E della mostra realizzata presso il Museo dell’Opera del Duomo di Prato e curata da Luca Beatrice, cosa ci dici?

Ah, è stata una mostra importantissima anche quella: in quell’occasione ho esposto un bambino Gesù non scampato alla strage degli innocenti. Il percorso partiva dal museo e si concludeva nelle cripte, includendo anche il chiostro romanico. L’allestimento è stato studiato in modo che, grazie ad una particolare fuga prospettica, il bambino Gesù morto venisse restituito alla madre, ovvero alla  Madonna del Latte, collocata come opera ultima, in fondo al percorso.

Christian, cosa bolle in pentola? Quale sarà la tua prossima mostra?

La mia prossima mostra personale è ormai pronta: si intitolerà Garbage Memory e si terrà a Pistoia, presso l’antico Ospedale del Ceppo, nei locali sotterranei e negli spazi dell’anfiteatro anatomico. Verrà inaugurata venerdì 10 maggio 2013. La curatela è di Francesca Giunti e Michela Tucci. Il testo critico invece è di Filippo Ozzola.  I locali sotterranei dell’Ospedale sono molto umidi e bassi, per cui in alcuni punti bisognerà chinarsi. Il percorso è difficoltoso, e mi piace proprio per questo. Lo concepisco quasi come una sorta di discarica della memoria, per usare le parole di  Calvino. Risalendo dai sotterranei, emblema dell’inconscio, si giungerà all’anfiteatro anatomico settecentesco, luogo di un fascino estremo e completamente invaso di luce.
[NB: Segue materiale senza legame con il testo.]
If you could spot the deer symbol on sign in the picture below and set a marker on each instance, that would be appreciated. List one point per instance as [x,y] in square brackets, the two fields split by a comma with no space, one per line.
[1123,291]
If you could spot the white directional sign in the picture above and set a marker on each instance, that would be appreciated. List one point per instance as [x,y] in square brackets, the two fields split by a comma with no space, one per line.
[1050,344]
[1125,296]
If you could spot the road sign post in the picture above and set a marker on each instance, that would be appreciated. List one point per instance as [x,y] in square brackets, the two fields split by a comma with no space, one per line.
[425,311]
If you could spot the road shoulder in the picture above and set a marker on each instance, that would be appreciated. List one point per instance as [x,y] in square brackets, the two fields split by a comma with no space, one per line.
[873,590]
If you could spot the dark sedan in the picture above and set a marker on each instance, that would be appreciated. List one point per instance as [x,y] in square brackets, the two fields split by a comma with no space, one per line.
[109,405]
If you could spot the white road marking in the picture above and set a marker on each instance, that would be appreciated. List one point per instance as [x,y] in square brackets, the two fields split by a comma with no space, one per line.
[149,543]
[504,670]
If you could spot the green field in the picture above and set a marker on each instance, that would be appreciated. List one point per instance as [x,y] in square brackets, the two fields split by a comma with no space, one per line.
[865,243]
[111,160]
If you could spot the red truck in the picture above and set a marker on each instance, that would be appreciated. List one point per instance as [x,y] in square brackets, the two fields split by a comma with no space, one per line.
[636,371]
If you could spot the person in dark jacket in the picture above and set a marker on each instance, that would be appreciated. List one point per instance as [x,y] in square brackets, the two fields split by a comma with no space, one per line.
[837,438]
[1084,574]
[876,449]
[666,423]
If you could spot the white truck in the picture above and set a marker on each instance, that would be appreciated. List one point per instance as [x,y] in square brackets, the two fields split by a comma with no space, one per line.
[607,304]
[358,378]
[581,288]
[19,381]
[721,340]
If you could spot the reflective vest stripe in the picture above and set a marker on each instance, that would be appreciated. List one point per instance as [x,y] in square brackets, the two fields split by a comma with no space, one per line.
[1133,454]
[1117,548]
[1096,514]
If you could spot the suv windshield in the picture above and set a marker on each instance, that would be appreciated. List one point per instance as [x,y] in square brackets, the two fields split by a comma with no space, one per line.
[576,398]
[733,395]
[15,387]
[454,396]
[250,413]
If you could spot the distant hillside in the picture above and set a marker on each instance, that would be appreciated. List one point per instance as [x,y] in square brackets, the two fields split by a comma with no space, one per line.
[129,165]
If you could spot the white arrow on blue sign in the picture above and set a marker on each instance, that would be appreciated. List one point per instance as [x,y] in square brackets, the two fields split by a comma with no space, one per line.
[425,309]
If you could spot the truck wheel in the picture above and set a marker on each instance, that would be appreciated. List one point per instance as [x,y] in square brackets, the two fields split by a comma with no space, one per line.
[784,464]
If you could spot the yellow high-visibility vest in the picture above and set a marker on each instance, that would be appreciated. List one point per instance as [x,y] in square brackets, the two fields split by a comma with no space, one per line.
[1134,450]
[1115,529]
Qui, sul tavolo anatomico, esporrò il mio Cristo morto.

A Milano invece arriverò il 23 maggio, in una collettiva curata da Luca Beatrice, ispirata al suo recente libro Sex. Erotismi nell’arte da Courbet a YouPorn. La mostra si intitolerà proprio Hot e verrà allestita presso la Galleria San Carlo. Porterò la mia Tiresia, personaggio mitologico che da donna si trasforma in uomo e da uomo poi torna ad esser donna. L’ho scolpita  nel frangente della metamorfosi. Ha un’impostazione anatomica maschile, mani grandi e ossute, ma presenta un sesso che potrebbe dirsi femminile, anche se in realtà non è verosimile. Più che un organo genitale, sembra una ferita.  Sull’opera verrà proiettato un video di Mustafa Sabbagh, in cui una figura femminile depersonalizzata si muove piano inscenando una masturbazione: il risultato è l’illusione visiva delle mani della mia scultura in movimento.